I have a well-read friend who is impatient with beauty, at least in the literary realm. He is strictly an ideas man. His ideal novel is probably 1984 or one of Dostoevsky’s potboilers. If a book or even a sentence is artful, that’s fine so long as it doesn’t get in the way of the “message,” whereas my idea of a great novelist is Henry James of whom T.S. Eliot famously said, “He had a mind so fine that no idea could violate it.” Do James’ novels contain ideas? Of course. But they never vulgarly push themselves to the front of the line.
Not wanting
to offend my friend and having no interest in arguing with anyone about much of
anything, I remembered something the late Terry Teachout wrote years ago that clarified
my thinking on the subject. Like me, Terry was an aesthete who wanted nothing
to do with aestheticism. I found his 2014 essay “Confessions of an Aesthete,”
published in Commentary:
“It’s not
that aesthetes are hostile to ideas. But it’s part of aesthetic wisdom that
there is great danger in allowing ideas alone to take the reins and ride
mankind, since too often they end up riding individual men and women into mass
graves.”
For some of
us, art gives pleasure. That’s why we read Nabokov, listen to Mingus and watch
John Ford movies. But America, Terry observes, remains to some degree a “can-do,
no-frills culture,” and for some of us, “It’s not enough that art should please
us: We want it to improve us, to make
us smarter and richer, and maybe even thinner.” I hear the Teachout voice in that,
loud and clear, and perhaps an echo of the man whose biography he wrote, H.L.

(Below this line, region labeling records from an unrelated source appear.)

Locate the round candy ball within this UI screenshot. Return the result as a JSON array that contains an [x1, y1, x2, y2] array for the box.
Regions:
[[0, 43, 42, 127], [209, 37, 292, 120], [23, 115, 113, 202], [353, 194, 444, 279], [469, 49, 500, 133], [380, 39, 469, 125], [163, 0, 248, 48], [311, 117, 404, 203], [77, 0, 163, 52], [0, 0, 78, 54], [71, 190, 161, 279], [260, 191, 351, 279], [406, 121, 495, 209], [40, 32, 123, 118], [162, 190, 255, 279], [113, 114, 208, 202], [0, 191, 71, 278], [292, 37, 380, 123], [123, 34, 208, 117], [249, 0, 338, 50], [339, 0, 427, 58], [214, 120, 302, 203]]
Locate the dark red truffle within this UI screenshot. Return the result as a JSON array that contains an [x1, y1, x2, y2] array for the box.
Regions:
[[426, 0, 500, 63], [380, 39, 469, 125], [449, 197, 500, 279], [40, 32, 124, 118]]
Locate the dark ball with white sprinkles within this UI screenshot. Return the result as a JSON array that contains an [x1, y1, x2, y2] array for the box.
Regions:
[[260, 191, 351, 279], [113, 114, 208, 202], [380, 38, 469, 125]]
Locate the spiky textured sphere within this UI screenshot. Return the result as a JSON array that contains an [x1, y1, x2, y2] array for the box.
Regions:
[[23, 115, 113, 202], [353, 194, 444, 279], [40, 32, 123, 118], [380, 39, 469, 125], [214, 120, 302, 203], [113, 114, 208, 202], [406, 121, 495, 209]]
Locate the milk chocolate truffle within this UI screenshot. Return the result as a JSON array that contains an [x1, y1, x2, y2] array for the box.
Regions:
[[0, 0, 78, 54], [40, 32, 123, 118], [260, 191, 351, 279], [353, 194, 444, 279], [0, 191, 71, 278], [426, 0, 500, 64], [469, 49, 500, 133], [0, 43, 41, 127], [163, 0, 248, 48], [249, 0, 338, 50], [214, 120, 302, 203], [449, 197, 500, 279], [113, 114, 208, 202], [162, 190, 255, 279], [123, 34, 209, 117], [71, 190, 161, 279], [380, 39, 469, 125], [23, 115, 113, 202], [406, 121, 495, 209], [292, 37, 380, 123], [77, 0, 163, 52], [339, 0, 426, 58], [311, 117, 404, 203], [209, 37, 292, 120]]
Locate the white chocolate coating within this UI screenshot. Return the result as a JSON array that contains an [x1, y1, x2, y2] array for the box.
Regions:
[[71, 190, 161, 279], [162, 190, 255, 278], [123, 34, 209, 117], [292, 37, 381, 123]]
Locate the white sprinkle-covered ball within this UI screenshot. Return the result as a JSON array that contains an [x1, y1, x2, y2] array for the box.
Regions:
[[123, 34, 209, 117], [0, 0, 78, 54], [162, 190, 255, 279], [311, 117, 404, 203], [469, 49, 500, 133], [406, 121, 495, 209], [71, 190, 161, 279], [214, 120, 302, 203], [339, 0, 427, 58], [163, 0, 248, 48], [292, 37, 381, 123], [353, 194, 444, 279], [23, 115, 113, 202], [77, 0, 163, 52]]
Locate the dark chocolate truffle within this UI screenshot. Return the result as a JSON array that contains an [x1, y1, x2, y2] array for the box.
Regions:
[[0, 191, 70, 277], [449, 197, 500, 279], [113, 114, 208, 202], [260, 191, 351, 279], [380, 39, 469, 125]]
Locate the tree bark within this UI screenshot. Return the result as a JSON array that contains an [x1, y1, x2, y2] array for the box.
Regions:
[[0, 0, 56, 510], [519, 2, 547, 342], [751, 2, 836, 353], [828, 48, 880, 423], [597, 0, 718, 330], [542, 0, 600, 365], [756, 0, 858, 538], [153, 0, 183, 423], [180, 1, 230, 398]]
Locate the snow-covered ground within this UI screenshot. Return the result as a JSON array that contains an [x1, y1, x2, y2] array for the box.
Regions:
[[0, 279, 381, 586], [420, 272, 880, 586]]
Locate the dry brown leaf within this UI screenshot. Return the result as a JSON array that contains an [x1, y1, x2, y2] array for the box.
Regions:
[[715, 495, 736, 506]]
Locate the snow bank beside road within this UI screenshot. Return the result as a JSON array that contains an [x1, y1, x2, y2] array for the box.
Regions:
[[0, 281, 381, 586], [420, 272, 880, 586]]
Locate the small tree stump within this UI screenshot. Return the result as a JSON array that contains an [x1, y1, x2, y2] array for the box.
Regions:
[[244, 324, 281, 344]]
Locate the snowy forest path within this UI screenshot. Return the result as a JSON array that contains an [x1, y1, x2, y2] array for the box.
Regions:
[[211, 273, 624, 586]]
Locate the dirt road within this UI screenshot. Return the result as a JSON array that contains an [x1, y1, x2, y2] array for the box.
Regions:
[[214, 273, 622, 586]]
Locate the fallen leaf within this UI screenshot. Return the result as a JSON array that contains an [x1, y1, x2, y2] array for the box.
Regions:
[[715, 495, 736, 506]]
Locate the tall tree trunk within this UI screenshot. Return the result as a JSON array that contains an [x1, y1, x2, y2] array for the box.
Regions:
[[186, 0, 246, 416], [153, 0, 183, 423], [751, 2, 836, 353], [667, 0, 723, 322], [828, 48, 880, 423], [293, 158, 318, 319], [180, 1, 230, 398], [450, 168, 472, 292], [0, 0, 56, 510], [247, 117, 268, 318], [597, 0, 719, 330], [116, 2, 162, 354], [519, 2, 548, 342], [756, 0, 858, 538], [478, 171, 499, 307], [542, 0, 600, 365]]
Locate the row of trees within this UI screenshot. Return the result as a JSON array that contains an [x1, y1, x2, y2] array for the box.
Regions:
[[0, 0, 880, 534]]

Mencken. His essay is rich – here it comes – in ideas:
“If the
characteristic error of conservatives is to be indifferent to serious art, then
the characteristic error of liberals is to instrumentalize it. Not since the
days of the Popular Front has there been such widespread suspicion on the left
of the notion that great art can exist in a realm independent from that of
politics.”
Not only can
but must. Do you see why I miss Terry?
1 comment:
Hear hear. Perhaps there is a middle way. Speaking of literature, specifically, Italo Calvino called it "a search for the book hidden in the distance that alters the value and meaning of the known books." I like that. The notion of a book as a kind of talisman. Pleasure in the reading, pleasure in the knowledge that both the reader and the art are participants in a kind of game spanning ages.